There is no Parliamentary law exempting vehicles owned by Central Government and operating in any State, from the operation of the laws of such States. So much so, in our view, the claim of exemption from motor vehicle tax made by Central Government Department is thoroughly misconceived. For the foregoing reasons we approve the finding of the learned Single Judge that Article 285(1) of the Constitution does not bar the State from levying tax on motor vehicles owned by the Central Government and operated in the State under Section 3 of the Act. However, it is a matter of policy for the State Government to consider whether exemption from motor vehicle tax could be granted to Central Government's vehicles or vehicles belonging to any particular department of the Central Government.
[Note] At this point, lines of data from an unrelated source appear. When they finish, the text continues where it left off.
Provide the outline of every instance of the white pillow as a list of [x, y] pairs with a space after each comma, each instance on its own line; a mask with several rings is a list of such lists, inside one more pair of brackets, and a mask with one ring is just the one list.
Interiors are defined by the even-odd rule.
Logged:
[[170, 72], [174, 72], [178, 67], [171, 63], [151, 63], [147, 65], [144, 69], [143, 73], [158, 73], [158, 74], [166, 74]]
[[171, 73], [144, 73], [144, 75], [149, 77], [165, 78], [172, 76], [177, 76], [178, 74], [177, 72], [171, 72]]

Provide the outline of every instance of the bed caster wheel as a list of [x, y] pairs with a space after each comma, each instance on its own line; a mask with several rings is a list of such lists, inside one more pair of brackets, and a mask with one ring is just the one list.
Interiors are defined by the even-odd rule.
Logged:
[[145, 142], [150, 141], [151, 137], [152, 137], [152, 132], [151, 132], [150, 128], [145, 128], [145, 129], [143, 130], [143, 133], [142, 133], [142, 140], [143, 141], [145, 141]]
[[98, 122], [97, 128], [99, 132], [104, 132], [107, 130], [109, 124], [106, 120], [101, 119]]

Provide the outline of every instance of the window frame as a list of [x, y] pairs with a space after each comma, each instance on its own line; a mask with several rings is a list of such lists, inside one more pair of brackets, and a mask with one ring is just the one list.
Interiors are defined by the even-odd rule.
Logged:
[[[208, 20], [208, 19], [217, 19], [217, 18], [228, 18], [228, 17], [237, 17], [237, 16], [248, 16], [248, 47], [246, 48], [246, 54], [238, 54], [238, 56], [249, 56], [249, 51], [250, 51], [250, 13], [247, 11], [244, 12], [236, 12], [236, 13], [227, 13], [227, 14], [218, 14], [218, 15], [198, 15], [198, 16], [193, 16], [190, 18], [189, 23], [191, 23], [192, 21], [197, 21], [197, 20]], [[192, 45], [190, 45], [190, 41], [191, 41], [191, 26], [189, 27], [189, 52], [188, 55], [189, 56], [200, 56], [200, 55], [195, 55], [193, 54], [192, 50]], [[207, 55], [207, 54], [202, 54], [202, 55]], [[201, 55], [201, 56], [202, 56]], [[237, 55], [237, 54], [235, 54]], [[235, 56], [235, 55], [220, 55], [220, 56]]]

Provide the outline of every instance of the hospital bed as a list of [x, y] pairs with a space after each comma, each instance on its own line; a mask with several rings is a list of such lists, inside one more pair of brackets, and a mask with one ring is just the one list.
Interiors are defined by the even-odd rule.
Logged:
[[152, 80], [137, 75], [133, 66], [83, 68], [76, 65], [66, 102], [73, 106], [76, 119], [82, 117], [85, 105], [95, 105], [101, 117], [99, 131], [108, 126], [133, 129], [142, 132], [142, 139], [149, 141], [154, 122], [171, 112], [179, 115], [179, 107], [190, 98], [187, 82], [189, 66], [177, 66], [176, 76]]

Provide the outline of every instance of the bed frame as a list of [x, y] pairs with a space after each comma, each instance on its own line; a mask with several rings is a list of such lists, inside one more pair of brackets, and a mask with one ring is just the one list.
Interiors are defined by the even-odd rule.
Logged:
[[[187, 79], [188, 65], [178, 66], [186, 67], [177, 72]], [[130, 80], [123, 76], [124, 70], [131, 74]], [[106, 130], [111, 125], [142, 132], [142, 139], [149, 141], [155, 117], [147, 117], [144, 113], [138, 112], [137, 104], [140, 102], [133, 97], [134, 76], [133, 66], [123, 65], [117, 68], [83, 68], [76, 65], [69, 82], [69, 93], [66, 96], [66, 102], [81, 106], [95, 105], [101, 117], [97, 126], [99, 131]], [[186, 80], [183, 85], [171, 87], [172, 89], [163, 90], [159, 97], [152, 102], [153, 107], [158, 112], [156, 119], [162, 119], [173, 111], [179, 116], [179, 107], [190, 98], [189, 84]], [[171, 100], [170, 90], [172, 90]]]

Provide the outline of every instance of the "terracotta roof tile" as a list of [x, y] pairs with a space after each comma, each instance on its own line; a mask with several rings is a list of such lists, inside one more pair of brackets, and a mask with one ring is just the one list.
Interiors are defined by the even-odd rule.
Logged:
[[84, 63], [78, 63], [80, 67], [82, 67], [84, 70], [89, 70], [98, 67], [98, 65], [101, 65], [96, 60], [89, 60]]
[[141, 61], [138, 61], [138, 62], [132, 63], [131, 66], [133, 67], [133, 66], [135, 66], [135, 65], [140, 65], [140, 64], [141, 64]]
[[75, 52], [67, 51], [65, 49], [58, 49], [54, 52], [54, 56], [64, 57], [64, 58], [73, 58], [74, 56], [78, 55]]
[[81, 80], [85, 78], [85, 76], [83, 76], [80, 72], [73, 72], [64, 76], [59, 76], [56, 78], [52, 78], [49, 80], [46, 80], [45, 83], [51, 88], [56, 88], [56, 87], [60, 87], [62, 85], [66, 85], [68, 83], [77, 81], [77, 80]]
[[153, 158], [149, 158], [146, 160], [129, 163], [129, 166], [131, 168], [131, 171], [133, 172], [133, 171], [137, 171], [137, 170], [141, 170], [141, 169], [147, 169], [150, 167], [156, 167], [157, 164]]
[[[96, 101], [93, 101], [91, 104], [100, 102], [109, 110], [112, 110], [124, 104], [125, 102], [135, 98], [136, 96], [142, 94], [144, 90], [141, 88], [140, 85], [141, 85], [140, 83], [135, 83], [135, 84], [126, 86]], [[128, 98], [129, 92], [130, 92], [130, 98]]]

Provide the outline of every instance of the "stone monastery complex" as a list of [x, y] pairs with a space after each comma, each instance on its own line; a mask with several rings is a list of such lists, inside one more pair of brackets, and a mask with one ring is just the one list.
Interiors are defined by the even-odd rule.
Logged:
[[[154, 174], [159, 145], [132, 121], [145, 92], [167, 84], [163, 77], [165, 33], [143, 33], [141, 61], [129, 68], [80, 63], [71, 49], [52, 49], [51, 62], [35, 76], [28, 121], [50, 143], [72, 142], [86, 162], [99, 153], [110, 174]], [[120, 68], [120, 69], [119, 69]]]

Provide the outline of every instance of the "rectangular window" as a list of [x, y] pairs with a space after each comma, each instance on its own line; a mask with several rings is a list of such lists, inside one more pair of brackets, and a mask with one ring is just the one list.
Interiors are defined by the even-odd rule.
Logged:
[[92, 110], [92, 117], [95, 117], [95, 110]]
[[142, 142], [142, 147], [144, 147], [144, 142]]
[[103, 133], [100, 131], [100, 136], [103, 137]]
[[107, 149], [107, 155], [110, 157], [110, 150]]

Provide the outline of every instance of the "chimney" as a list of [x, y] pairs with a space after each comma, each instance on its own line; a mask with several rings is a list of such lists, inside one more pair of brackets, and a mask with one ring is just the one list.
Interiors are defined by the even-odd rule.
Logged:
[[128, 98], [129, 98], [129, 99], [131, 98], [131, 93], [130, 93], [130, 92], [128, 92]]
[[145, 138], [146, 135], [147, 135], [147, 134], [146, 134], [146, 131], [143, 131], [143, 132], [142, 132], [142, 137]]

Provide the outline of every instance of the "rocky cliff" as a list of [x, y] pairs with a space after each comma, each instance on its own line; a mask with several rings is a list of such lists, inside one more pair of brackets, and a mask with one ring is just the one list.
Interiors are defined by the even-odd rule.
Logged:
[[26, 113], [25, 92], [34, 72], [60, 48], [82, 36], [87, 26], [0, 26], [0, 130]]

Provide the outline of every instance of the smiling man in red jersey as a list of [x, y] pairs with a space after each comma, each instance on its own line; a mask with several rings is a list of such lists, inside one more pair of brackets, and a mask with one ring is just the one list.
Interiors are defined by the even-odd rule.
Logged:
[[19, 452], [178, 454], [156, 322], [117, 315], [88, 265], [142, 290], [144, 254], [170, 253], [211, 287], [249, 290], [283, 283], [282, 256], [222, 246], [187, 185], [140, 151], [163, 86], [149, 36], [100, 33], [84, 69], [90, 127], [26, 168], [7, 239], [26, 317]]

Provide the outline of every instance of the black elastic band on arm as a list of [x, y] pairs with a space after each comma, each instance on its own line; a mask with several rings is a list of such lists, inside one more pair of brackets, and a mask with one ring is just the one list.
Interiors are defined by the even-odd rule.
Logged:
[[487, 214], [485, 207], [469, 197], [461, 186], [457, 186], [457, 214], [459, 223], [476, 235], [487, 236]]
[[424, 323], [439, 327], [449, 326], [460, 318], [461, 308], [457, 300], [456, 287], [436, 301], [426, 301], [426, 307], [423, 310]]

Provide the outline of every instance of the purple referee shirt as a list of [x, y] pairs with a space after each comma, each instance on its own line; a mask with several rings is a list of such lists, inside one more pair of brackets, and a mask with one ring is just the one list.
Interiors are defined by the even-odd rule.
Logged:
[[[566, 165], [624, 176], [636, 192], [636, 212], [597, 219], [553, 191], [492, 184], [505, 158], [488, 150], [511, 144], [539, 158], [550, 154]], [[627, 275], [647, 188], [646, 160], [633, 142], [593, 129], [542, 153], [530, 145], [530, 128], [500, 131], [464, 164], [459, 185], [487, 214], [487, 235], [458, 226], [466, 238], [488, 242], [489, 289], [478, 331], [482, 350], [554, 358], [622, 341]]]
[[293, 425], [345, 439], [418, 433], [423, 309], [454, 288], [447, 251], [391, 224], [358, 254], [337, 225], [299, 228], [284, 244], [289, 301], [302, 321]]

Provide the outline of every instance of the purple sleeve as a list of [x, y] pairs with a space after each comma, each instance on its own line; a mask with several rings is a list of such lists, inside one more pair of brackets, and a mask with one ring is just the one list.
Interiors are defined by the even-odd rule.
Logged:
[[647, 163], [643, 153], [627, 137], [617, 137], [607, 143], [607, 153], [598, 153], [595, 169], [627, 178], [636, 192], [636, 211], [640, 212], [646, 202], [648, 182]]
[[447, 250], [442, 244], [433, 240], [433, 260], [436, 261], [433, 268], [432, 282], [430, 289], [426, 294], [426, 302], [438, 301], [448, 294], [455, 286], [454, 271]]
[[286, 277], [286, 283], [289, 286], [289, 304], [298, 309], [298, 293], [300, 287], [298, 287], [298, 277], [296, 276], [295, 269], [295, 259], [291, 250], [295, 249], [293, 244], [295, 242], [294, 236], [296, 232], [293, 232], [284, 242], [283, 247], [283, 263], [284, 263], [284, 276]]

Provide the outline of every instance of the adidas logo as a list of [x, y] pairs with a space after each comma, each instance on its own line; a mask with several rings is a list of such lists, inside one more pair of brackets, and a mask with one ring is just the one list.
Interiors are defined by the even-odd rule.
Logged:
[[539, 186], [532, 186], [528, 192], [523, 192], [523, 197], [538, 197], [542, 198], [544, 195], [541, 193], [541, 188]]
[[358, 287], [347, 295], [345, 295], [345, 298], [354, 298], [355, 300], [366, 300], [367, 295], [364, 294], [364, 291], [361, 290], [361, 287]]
Any such exemption can be considered and granted by the State Government under Section 22 of the Act and in our view, the learned Single Judge rightly suggested the appellants to approach the State Government for exemption. Consequently Writ Appeals are dismissed confirming the judgment of the learned Single Judge. Since the question raised in the writ petition is also the same, W.P.(C) is also dismissed.